No, concerns about needing therapy in the sense of “allowing oneself” to become “stuck” in it come from within the person’s own personality and it is an important part of the treatment to understand the meanings and origins of these concerns. Actually, the goal of psychotherapy is to resolve the difficulties that bring a person into treatment, and to develop greater understanding of her/his feelings and behaviors, so that the person can live a freer and more gratifying life without treatment.


10.
Can you be required to go into treatment?

Occasionally someone is required to go into treatment in order to keep their job or stay in school, for example. Typically a kind of surveillance is set up, such as requiring the therapist to confirm intermittently that the appointments have been kept. This is “policy” in several contexts, such as employers and school administrators. There is some misunderstanding about the validity of this practice for several reasons. First, “requiring” the therapist to report back undermines the treatment because there is a conflicting agenda other than fully confidential self-examination. A consultation or evaluation can be mandated, but this is not treatment, and it is essential to maintain this distinction. Also, people for whom treatment has been mandated often keep appointments only to appear to be in compliance with the order, while the real goals of therapy are avoided.

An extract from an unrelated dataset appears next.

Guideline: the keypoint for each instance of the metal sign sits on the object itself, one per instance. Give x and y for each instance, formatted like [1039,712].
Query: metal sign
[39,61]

The only way to determine whether there has been authentic change in a person’s attitudes, behaviors, and self-control is to require a follow up evaluation with a qualified mental health consultant (not the therapist). This can be required at a future time, such as when the person wants to return to work or school, or wants their parenting rights restored.

Occasionally the court orders an individual, such as a parent in custody litigation, to go into what the court calls “therapy,” although typically there is little followup to determine compliance. Experienced psychotherapists can often engage someone in treatment even though they started out resisting it. In any case, I do now provide a service that we call “mandated therapeutic intervention.”


11.
Is there anything I should do to prepare for my initial meeting with a therapist?

Yes, but only if a client wants to use mental health benefits to help cover the cost of treatment. It saves a great deal of time to review beforehand the details of mental health coverage. This should include the deductible, whether there are out-of-network benefits and, if so, the proportion of the therapist’s fee that is covered by the plan; and the maximum amount of benefits within a specified time span. Clients should bring their insurance card with them at the first visit.


12.
How do I know when I am ready to end my treatment?

Clients should feel free to discuss this with their therapist so that they can review their goals (what they have wanted to accomplish) and learn whether and how continued treatment is necessary and for what purpose. Sometimes people feel satisfied with their gains and feel confident stopping, or they want to “take time out” to try to manage on their own for a while. It is always an option to return for a consultation or for continued treatment.